By the way, in recent years, it has been required to control the opening and closing of the fuel injection valve with higher accuracy in order to improve the combustion efficiency of the internal combustion engine. It is desirable to prevent the movable core that slides between the stoppers from bouncing due to the reaction caused by the contact with each stopper and causing unstable operation.

In particular, the bounce of the movable core due to contact (collision) with the valve closing side stopper greatly affects the next valve opening operation of the valve body, for example, there is a period during which fuel cannot be injected normally at the time when it should be injected.

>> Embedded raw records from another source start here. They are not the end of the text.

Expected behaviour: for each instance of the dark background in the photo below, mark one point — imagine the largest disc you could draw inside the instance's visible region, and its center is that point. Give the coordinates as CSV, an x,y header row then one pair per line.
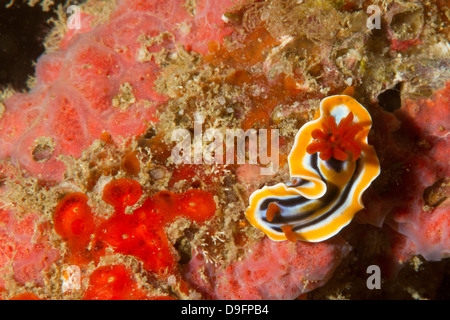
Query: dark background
x,y
22,32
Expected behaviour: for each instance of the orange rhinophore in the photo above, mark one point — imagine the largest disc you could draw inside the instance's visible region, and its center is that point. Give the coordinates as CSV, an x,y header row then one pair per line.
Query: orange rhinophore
x,y
331,165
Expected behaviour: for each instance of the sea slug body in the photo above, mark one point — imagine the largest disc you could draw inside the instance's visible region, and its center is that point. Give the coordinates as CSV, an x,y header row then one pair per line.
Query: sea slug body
x,y
331,165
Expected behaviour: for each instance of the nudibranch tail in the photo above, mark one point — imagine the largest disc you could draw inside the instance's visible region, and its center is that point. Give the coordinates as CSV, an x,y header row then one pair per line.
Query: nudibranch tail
x,y
331,164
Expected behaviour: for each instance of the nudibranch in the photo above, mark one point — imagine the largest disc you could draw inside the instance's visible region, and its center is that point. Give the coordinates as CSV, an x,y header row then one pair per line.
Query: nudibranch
x,y
331,165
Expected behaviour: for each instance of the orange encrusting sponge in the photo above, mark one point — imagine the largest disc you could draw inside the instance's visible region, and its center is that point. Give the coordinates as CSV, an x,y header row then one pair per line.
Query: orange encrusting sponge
x,y
140,234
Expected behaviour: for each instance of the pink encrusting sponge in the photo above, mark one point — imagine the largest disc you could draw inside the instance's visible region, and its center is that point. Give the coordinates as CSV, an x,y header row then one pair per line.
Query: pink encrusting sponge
x,y
97,80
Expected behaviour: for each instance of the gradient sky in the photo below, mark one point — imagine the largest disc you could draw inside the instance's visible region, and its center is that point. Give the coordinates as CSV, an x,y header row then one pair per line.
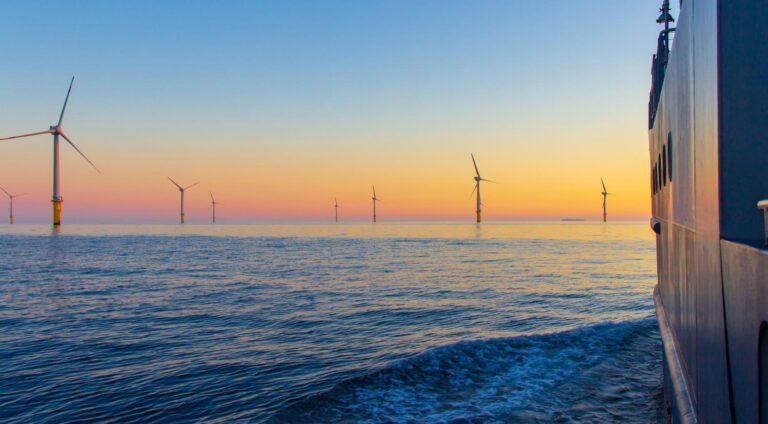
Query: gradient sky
x,y
278,106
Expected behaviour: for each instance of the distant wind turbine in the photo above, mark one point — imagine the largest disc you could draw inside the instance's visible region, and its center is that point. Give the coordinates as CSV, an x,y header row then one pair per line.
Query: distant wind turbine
x,y
56,131
478,178
375,199
336,206
181,191
11,196
213,205
605,197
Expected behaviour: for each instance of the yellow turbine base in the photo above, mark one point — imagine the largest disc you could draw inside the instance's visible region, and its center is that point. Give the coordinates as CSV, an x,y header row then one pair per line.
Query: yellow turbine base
x,y
56,212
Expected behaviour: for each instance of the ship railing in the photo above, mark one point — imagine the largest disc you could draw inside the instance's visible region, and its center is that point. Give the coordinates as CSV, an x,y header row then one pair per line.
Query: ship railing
x,y
658,71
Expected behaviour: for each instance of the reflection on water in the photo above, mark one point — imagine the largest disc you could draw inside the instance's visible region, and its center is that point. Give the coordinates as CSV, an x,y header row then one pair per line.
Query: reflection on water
x,y
327,323
513,229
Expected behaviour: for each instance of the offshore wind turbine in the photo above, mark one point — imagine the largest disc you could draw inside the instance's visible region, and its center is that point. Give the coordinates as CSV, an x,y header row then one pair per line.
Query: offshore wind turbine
x,y
477,179
56,131
605,197
181,191
213,205
11,196
336,206
375,199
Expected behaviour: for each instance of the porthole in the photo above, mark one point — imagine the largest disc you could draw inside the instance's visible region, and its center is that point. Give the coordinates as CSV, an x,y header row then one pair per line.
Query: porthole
x,y
669,156
658,170
664,165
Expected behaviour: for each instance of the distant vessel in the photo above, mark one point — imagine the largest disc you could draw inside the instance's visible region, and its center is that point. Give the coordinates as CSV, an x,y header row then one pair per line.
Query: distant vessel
x,y
708,136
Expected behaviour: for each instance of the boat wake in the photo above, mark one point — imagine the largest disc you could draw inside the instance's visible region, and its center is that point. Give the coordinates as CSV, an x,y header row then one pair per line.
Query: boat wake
x,y
599,373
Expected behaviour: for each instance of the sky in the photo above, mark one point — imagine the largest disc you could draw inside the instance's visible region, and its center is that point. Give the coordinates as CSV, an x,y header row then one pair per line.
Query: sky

It may cause problems such as occurrence.

Then, this problem becomes remarkable when the control for narrowing the fuel injection interval is performed, and the injection amount becomes more unstable, so that there is a possibility that the fuel injection valve cannot be controlled with high accuracy.

The present invention has been made in view of such circumstances, and it is possible to suppress the bouncing of the movable core due to contact with the valve closing side stopper to stabilize the injection amount, and it is easy to perform highly accurate control. It is an object of the present invention to provide a compatible electromagnetic fuel injection valve.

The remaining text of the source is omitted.